Outside the cell, Cromwell finds Richard Rich and tells him to take away More’s books and things. And Rich is to do it personally.
More is brought to trial, walking slowly and painfully, as if he’s been whipped. Cromwell, Audley, and Norfolk discuss things as the court assembles. More is pleading that his silence on the matter of the oath is the same as agreement. Norfolk thinks that’s BS. Cromwell says that More hasn’t been entirely sound.
The trial begins. Rich, the solicitor general, leads the prosecution, claiming More denied the king’s title as head of the church. More does not come across well, attacking Rich personally until he’s reprimanded by Audley. More is found guilty but permitted to speak one last time. He gets to his feet and says he’s followed his conscience and the judges must follow theirs. He tells them that their authority is baseless, causing an uproar in the court. Norfolk points and calls him a traitor. Cromwell watches from off to the side, his face inscrutable.

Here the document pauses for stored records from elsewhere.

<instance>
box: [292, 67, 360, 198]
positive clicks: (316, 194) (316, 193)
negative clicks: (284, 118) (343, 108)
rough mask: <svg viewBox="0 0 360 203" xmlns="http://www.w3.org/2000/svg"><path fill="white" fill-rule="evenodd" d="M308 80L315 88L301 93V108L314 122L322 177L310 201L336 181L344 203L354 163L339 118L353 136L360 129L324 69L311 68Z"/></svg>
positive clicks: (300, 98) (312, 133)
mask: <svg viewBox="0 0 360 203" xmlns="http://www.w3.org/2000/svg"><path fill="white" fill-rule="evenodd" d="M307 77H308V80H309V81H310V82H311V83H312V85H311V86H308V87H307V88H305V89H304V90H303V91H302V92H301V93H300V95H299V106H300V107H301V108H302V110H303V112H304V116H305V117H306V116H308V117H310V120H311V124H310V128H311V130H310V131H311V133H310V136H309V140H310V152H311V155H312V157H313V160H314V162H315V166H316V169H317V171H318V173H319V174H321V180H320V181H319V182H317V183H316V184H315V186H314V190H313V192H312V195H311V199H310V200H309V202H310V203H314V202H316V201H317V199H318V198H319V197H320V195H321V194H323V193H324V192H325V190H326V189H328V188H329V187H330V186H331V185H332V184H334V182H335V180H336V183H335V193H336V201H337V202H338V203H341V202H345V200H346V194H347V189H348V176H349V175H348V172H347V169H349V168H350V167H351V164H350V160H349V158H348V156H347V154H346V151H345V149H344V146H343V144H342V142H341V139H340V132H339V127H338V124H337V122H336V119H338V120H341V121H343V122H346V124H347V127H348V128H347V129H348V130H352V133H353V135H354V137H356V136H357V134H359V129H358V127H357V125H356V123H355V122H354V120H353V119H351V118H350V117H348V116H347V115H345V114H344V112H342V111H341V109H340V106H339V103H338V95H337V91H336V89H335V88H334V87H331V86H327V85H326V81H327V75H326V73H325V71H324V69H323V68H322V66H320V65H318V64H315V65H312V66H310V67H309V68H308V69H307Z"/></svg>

Later, he works in his study. Rafe comes in, lays down some papers, and hands over the prayerbook More had with him when he went to execution. Rafe reassures Cromwell he had no choice. Cromwell says nothing.
Back up to many years ago. Young Cromwell brings some food to a teenaged More, who’s reading an enormous book open on a stand.
More recently, More is taken to the block as Cromwell watches from the crowd.
Young Cromwell watches some boys play football while young More plays a flute in his upper-story room at Lambeth. Cromwell waves to him and More stops when he sees him, then slams the window shut. What a little shit.
Adult More lays his head on the block as the watching crowd, as one, bows its head.
Johane comes to Cromwell’s room and finds him in the grip of a major fever. He mistakes her for Liz. ‘Let me love her, Liz,’ he begs her. She sends for the doctor. The entire household gathers, clearly expecting Cromwell to breathe his last any moment. He tells the doctor this is a fever he got in Italy. The doctor nods, like, ‘sure, sure. Italy. Whatever.’ Cromwell tells them to send for Gregory, if he’s dying, because there’s something he needs to tell him. But Gregory’s already there.
Cromwell’s fevered brain remembers little Grace going off to bed, wearing her feathered wings, on the last night of her life. And he remembers Liz doing some kind of weaving in bed. He asks her to slow down so he can see how she does it, but she tells him she can’t, because if she slows down and thinks about it she won’t be able to do it.
Rafe holds Cromwell’s hand as he gasps and shakes.
And then, finally, the fever breaks. Cromwell gets up and goes to his office and tells Rafe to start writing an itinerary for Henry’s summer progress. He begins reeling off stops, including one five-day layover at Wolf Hall, the Seymour home.
That’s a beautiful looking house. Henry and his retinue arrive and are greeted by the Seymours, who are super pleased by this honour. They probably won’t be so grateful once they get the bill for a nearly week-long royal visit, but I guess in their case it pretty much paid off in the end. Jane, stuck at the back of the family group, catches Cromwell’s eye and smiles.